If $\hat{u}$ and $\hat{v}$ are unit vectors, do I just multiply everything by $1$? Also, does $\hat{u} = \hat{i}$ and $\hat{v} = \hat{j}$ or am I thinking about this the wrong way?
Let $V$ be a vector space over the field $F$ with inner product $\langle \cdot \rangle$.
Remark
For $u\in V$ we define the norm of $u$ as $\mid \mid u \mid \mid =\sqrt{\langle u,u \rangle}$.

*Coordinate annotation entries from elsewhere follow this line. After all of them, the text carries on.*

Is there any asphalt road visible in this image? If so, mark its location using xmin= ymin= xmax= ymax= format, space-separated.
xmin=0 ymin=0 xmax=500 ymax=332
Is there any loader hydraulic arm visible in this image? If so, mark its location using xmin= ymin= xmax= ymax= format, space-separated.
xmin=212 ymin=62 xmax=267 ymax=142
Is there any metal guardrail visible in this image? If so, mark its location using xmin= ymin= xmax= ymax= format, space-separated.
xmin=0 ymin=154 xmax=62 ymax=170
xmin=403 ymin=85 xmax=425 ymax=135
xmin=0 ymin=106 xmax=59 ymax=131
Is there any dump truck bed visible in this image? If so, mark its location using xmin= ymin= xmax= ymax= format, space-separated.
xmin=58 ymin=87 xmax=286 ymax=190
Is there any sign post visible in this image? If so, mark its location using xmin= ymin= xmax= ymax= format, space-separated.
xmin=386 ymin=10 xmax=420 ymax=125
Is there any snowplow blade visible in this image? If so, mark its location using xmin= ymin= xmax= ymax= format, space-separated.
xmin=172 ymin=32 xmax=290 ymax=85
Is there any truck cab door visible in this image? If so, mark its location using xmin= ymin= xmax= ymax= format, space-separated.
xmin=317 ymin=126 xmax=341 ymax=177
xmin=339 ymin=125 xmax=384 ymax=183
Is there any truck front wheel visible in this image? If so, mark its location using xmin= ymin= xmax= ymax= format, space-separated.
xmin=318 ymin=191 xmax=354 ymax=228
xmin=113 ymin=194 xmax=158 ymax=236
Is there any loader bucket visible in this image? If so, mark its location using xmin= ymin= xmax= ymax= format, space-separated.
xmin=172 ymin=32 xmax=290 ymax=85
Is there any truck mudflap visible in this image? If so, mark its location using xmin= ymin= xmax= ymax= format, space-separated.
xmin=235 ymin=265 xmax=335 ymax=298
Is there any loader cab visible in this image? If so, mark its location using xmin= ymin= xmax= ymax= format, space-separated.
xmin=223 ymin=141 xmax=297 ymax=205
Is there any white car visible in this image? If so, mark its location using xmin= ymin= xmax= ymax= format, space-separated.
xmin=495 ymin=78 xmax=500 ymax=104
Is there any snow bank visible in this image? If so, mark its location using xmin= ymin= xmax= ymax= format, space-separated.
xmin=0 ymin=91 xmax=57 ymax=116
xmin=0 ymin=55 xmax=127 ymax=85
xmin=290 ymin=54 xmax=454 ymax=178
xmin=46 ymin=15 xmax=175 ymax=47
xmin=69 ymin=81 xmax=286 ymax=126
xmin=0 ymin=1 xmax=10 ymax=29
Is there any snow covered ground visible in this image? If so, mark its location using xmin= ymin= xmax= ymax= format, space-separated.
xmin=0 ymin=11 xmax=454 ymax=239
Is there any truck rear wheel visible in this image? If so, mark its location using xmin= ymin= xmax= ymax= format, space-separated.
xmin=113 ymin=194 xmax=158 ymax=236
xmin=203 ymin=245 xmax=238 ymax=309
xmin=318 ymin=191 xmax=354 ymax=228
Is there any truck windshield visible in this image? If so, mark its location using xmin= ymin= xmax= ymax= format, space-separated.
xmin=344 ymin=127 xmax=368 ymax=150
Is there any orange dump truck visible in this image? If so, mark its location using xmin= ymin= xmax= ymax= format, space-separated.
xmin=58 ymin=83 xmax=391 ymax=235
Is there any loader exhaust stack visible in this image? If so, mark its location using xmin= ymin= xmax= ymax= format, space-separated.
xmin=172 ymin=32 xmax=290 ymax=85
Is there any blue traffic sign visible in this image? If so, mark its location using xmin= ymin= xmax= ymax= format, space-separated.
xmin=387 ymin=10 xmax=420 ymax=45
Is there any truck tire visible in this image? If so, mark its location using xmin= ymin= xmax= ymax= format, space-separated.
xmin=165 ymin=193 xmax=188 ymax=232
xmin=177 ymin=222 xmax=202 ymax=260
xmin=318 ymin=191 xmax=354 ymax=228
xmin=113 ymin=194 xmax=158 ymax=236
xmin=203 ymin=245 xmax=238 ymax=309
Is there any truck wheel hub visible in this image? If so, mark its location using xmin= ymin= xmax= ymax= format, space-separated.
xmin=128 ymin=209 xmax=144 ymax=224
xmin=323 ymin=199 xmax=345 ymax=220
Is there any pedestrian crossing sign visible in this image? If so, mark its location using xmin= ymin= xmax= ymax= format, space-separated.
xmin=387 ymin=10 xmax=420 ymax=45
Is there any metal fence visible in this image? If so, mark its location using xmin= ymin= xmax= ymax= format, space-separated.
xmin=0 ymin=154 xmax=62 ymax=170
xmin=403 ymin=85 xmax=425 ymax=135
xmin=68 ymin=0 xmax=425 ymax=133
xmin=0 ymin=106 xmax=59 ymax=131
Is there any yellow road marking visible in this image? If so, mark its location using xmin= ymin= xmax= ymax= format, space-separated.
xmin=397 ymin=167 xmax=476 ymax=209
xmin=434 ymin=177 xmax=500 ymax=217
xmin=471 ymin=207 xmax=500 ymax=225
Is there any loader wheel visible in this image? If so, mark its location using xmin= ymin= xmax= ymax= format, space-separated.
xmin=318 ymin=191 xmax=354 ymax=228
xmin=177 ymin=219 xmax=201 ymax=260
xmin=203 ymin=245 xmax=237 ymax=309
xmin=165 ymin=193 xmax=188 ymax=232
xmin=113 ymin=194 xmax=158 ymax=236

For $u,v\in V$ we define their inner product as $\langle u,v\rangle\in F$ and we know that the inner product is a bilinear form (it means that is linear in each coordinate).Therefore if we remember that a inner product is symetric,we can easily calculate the required inner product(assuming that $F=\mathbb{R}$ otherwise we should use $\langle u,v \rangle=\overline{\langle v,u \rangle}$ where $\overline{\langle v,u\rangle}$ denotes the usual complex conjugate of a complex number). $$\langle u-4v,u+4v \rangle=\langle u-4v,u \rangle+\langle u-4v,4v \rangle$$ $$=\langle u,u \rangle-4\langle v,u \rangle+4\langle u,v \rangle-16\langle v,v \rangle$$ $$=(\mid \mid u \mid \mid^2-4^2\mid \mid v\mid \mid^2)$$ Now if $u$ and $v$ are unitary vectors, what can you said about their norm?